Kingston DataTraveler HyperX 16GB
27 Jun 2009
Summary
The blue-and-black styling along with the HyperX branding make it a premium drive. The retractable USB connector prevents lost caps. Performs well, but was out-beaten in real-world tests.
Pros:
- Styling that catches the eye
- Capless design
Cons:
- Price
Full Review
Kingston has branded this drive (model number DTHX2/16GB) as one for the enthusiast. Its blue-and-black styling, a sleek capless design with a retractable USB connector, and the HyperX branding do help reinforce this image. It didn’t manage to be fast enough to snatch the top spot, though it does manage to be priced quite well. Perhaps for those who don’t like the down-sides of a pendrive with a rubberized body, Kingston has chosen to go with a plastic-and-metallic finish for the casing. In synthetic benchmarks, it gave a read speed average of 29.1 MBps, read access time average of 2.2 ms, and CPU utilization of 9 percent.
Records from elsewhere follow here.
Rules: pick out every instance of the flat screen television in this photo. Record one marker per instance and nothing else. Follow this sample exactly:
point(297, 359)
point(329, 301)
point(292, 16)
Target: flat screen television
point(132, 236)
Real-world read speed tests also showed the same speed as in the benchmarks, for large and small files, when files were copied from the flash drive to a fast hard disk drive. Thus, synthetic benchmarks were consistent with real-world speeds in read tests. But write speeds for the purposes that a pendrive is put to, can be better judged through real-world tests. To see how it performs in real world usage, we transferred files to the flash drive from a hard disk. Writing large files (over 1 GB in size) to the flash drive results in a speed of 9.49 MBps. The speed of writing multiple small files (1.46 GB, 124 files of varying sizes) declines to 8.74 MBps (as expected). As with all flash drives we’ve seen so far, this drive doesn’t heat up to any noticeable level, even after prolonged use, and a fall from a desk to the floor doesn’t kill it (doing the same to a portable USB hard drive can be fatal to it). Kingston offers a warranty of five years on this flash drive.
Bottom Line
The blue-and-black styling along with the HyperX branding make it a premium drive. The retractable USB connector prevents lost caps. Performs well, but was out-beaten in real-world tests.